In einem politischen System mit freier Auswahl zwischen
den nicht verbotenen politischen Parteien ist die Verfügungsmacht
über die Instrumente der öffentlichen Meinungslenkung
und -kontrolle der neuralgische Punkt des Machterhalts. "Die Massen
werden durch einen Propaganda-Apparat gewonnen,
dessen größte Wirkungen auf einem Appell an nächstliegende
Interessen und Leidenschaften beruhen. Das Argument
im eigentlichen Sinne, das für die echte Diskussion charakteristisch
ist, verschwindet." Einen "gewaltigen Hebel zur Eroberung,
Wahrung und Kräftigung der Herrschaft über die Massen"

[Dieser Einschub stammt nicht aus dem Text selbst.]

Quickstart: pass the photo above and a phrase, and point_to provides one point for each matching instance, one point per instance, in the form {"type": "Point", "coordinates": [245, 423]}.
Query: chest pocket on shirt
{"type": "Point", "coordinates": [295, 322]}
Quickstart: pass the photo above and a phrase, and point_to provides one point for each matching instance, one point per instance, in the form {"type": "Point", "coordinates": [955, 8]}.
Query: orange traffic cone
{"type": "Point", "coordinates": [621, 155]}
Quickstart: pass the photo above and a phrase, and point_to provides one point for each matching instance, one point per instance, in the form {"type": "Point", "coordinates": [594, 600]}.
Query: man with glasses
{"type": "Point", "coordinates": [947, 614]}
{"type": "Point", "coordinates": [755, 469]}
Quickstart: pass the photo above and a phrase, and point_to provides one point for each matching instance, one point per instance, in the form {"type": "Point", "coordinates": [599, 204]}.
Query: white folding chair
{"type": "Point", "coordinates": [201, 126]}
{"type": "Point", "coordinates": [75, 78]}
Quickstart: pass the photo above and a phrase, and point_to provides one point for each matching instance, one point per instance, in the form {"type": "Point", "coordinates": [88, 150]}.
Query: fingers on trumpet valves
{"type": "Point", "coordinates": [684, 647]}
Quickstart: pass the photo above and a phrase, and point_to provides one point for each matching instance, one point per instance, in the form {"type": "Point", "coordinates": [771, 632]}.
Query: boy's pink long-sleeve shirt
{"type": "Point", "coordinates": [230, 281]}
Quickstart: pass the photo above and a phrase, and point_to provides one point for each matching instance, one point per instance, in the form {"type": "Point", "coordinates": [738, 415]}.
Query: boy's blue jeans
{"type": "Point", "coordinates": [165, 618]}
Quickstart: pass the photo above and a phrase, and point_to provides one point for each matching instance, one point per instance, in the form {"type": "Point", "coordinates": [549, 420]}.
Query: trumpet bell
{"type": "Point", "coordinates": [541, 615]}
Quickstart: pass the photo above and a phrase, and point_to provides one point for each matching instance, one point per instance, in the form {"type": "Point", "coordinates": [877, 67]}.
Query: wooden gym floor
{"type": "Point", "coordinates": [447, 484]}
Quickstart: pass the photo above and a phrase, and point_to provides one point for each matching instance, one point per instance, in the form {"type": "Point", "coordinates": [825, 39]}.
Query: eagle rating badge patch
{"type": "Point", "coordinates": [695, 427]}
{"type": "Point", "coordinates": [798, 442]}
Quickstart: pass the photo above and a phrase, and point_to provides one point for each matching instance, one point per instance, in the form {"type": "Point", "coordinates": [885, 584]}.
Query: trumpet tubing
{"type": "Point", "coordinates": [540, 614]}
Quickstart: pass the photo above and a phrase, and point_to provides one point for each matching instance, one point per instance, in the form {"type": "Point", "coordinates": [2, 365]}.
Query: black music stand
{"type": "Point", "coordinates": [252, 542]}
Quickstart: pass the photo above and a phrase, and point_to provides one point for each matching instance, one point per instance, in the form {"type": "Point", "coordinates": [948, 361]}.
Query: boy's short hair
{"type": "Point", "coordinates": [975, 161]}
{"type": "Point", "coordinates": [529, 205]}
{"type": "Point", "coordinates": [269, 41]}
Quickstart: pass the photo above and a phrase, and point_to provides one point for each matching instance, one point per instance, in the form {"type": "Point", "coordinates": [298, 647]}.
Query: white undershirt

nannte Robert Michels bereits 1911 die Presse, als das noch suggestivere Fernsehen und die Kunst ideologischer
Agitation noch nicht einmal erfunden waren. "Die Verfassung
und der Gesetzgeber haben" die Medien "im Interesse
der Durchschaubarkeit staatlicher Machtausübung
mit nahezu unbegrenzten Rechten ausgestattet." Unter den sozialen Bedingungen der Massengesellschaft
ist es immer weniger Menschen möglich, sich ein persönliches
Bild von den handelnden Politikern und Parteien zu machen, die
Wahrheit oder Tendenz einer Berichterstattung zu überprüfen
oder gar im Dickicht unterschiedlicher weltanschaulicher Positionen
und Programme zurechtzufinden. Nach Untersuchungen leiten
30% der Wahlberechtigten ihre politische Meinung
direkt aus dem Fernsehen ab. "Eine kontinuierliche Beeinflussung
der politischen Meinungsbildung über Jahre hinweg kann
die Wahlchancen der Regierungsmehrheit gegenüber
den Oppositionsparteien durchaus merklich verbessern"
Die Chancen einer Opposition können bei konsequenter
Medienblockade auf "Null" sinken. Nach informellen Absprachen
zwischen den Intendanten darf kein Republikaner seine
Meinung im Fernsehen vertreten und Programmpunkte
vortragen, weil man dann nicht mehr behaupten könnte,
die Partei hätte außer dummen Sprüchen kein Programm.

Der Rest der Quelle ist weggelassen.